How do those groups and agencies use statistics? To ask that question is absolutely not to challenge the undeniable fact that tens of thousands are dying each year from overdoses, but what debates and controversies exist concerning definitions, and just how we count such things? I’m sorry if I sound paranoid here, but in bygone years statistics for drug deaths and overdoses were notoriously subject to manipulation and outright deceit, and coroners’ reports in such cases were among the finest works of American creative fiction. That was certainly true with the methamphetamine issue as recently as the 1990s. “So the man’s system contained major amounts of heroin, cocaine, PCP, methamphetamine, marijuana, and alcohol, so this is another death that was clearly a direct consequence of methamphetamine abuse.” No, I am not making up that kind of example.

Let me make clear that I have no reason to suspect that the abuse of statistics is anything like as bad today, but reasonable people can always disagree on how they interpret such numbers.

Satanic Continuities

I have posted at Anxious Bench quite a few times on other social problem themes, including on cult and child abuse issues.

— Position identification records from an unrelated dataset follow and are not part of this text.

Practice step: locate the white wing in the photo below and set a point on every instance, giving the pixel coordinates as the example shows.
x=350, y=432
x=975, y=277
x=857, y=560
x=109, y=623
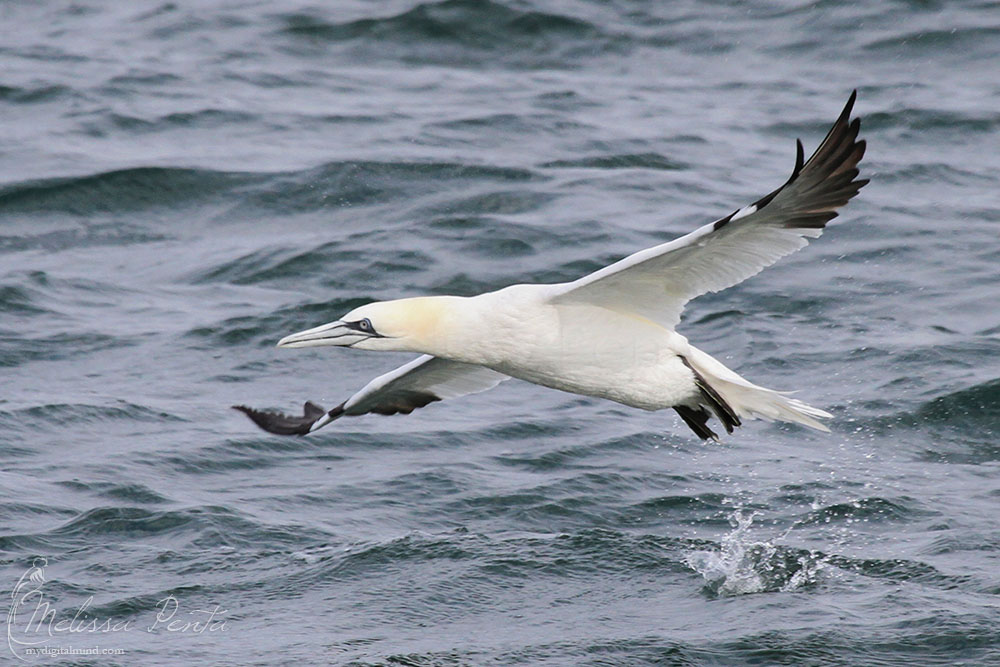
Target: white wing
x=657, y=282
x=413, y=385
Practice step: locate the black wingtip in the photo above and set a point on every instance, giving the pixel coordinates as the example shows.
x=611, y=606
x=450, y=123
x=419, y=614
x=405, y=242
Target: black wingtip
x=281, y=424
x=849, y=107
x=800, y=159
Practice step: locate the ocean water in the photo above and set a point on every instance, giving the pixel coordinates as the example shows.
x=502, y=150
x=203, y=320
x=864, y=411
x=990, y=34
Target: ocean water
x=183, y=183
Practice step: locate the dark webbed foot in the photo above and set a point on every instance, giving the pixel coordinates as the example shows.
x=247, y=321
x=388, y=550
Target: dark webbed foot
x=280, y=423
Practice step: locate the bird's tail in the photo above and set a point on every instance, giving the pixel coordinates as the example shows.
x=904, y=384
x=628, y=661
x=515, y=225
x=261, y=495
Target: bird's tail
x=746, y=399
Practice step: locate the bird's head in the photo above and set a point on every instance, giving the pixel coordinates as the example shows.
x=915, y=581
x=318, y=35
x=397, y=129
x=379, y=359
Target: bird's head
x=410, y=325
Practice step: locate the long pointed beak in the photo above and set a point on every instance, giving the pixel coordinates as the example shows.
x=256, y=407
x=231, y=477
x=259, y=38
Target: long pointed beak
x=334, y=333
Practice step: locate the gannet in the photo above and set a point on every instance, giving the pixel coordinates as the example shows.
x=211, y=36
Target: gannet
x=609, y=334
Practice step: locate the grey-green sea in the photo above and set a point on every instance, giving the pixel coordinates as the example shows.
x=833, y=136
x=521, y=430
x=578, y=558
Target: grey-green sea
x=184, y=183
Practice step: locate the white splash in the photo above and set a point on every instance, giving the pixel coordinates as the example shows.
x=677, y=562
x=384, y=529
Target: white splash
x=743, y=566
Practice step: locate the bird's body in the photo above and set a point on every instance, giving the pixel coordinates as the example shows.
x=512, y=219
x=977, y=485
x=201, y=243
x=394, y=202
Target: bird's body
x=578, y=348
x=609, y=334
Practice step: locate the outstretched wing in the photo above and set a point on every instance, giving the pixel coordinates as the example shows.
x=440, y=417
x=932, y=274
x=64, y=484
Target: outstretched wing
x=657, y=282
x=424, y=380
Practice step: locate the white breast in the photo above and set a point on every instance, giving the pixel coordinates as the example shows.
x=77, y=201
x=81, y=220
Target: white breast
x=580, y=348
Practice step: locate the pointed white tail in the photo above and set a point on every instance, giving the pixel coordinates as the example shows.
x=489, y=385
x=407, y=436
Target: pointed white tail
x=749, y=400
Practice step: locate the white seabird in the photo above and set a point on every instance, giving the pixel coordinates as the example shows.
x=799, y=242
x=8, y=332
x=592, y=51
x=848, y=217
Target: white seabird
x=609, y=334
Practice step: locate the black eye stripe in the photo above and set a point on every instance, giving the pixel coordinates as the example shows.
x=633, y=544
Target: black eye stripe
x=364, y=326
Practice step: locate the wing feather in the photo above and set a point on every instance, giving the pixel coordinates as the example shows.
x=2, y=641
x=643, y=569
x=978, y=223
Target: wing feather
x=413, y=385
x=658, y=282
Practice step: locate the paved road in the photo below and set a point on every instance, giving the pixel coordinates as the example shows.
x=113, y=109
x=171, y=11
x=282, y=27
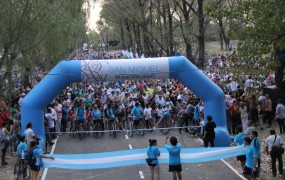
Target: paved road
x=67, y=145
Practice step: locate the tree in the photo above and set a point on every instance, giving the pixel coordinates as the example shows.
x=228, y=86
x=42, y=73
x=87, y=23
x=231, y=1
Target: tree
x=37, y=33
x=261, y=34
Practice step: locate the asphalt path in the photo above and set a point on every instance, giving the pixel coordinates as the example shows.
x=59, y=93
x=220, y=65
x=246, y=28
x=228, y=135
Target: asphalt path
x=67, y=145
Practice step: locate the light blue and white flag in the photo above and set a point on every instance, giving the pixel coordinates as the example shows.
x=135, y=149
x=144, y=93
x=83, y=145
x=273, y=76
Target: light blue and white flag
x=137, y=156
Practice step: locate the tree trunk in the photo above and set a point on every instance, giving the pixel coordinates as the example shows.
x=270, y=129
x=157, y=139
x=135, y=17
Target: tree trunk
x=170, y=31
x=223, y=33
x=221, y=41
x=129, y=34
x=122, y=36
x=201, y=36
x=279, y=74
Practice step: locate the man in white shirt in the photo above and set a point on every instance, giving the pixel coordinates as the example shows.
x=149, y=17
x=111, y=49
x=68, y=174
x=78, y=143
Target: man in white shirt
x=30, y=135
x=271, y=142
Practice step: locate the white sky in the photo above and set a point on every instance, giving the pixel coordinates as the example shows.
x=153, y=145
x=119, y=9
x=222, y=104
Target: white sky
x=94, y=15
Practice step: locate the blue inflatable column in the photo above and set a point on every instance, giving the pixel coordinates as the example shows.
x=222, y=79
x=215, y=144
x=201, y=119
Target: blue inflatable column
x=33, y=105
x=211, y=94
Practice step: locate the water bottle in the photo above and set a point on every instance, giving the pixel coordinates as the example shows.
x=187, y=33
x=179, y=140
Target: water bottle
x=23, y=155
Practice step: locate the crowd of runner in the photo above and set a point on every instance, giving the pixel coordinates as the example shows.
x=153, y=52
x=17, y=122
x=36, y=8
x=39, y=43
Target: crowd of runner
x=169, y=99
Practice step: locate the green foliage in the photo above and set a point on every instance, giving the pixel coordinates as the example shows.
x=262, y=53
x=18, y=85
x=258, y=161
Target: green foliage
x=38, y=32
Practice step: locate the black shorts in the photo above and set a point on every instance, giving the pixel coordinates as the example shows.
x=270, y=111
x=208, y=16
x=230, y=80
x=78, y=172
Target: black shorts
x=247, y=171
x=241, y=158
x=255, y=174
x=35, y=168
x=175, y=168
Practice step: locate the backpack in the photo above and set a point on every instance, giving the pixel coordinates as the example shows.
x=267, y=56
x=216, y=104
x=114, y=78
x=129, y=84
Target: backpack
x=31, y=158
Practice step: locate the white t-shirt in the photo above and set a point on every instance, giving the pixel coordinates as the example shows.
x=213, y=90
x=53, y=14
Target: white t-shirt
x=50, y=120
x=29, y=135
x=147, y=113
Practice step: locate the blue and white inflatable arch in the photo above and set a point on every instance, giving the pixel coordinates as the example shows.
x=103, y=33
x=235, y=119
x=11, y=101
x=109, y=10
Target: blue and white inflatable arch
x=178, y=67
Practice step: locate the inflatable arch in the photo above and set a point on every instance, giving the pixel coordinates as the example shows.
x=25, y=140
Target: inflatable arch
x=178, y=67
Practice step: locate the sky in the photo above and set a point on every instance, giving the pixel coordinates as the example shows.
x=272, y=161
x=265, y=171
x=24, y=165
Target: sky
x=94, y=15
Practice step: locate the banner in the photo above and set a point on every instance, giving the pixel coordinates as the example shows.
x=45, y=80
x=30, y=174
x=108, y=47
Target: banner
x=137, y=156
x=119, y=70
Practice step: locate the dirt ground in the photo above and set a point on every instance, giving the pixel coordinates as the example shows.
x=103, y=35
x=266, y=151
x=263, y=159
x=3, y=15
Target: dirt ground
x=266, y=174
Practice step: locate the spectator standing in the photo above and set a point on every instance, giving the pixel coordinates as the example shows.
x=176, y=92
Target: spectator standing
x=153, y=153
x=174, y=157
x=268, y=111
x=58, y=109
x=239, y=140
x=253, y=109
x=261, y=114
x=271, y=141
x=209, y=133
x=38, y=154
x=6, y=130
x=280, y=115
x=255, y=143
x=243, y=115
x=250, y=129
x=30, y=135
x=251, y=159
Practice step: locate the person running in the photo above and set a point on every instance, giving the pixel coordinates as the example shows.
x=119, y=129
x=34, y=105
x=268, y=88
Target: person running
x=272, y=142
x=22, y=147
x=251, y=159
x=256, y=144
x=209, y=134
x=153, y=153
x=38, y=154
x=137, y=113
x=174, y=157
x=239, y=140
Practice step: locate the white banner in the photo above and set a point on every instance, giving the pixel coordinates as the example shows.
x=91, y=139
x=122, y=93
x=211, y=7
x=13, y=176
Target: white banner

Indeed, it is hard to understand QAnon except as a kind of giant vacuum cleaner sucking up the remains of the panics of the late twentieth century, including the ritual child abuse. Before that, QAnon certainly looks to older American nightmares over anti-Semitism and more particularly to anti-Catholic mythologies. From a scholarly point of view, QAnon is the gift that keeps on giving. Just do the research!

That QAnon example points to one major change that any kind of constructionist work would have to take account of, namely how much of the work of construction has moved online, which was certainly not true a quarter century ago. That certainly requires whole new skill-sets, but on the other hand I was one of the early people studying deviant Internet subcultures back in the 1990s, so this is not entirely new to me. Again, I have posted on related themes at this site.

This kind of déjà vu struck me forcefully a few years ago when a book I published a long while back suddenly returned to life. In 1992, I wrote a book called Intimate Enemies about the panics then sweeping Britain about alleged Satanic cults, also about child abuse and serial murder more generally. In 2015, the country had a vast national panic about the exact same things, when a squalid liar reported to police that as a child, he had been a victim of a supposed cult led by very powerful politicians, including the former Prime Minister Edward Heath. And of course the police believed every ridiculous and self-contradictory word, and went into full Stasi mode.

I wrote about this whole Westminster Pedophile affair at the time, stressing how precisely the whole affair was just repeating the lunacies of the early 1990s, but I was very surprised to hear that my old Intimate Enemies book was suddenly a hot item for journalists, and copies were being passed around like contraband. This whole story did underline that in studying social problems and panics, to quote Faulkner, the past is never dead: it’s not even past. Or alternatively, as they used to say about London buses, don’t worry if you miss one, there’ll be another coming along in ten minutes.

By the way, even the police now acknowledge that the whole Westminster affair was a baseless shambles from start to finish, and in 2019 the liar who was responsible for the whole farrago was sentenced to a lengthy prison term. But this is no time to gloat (hah!)

So will I go back to that former academic life, to Jenkins 1.0? Maybe – but my Lord, I have a lot of other things on my agenda first.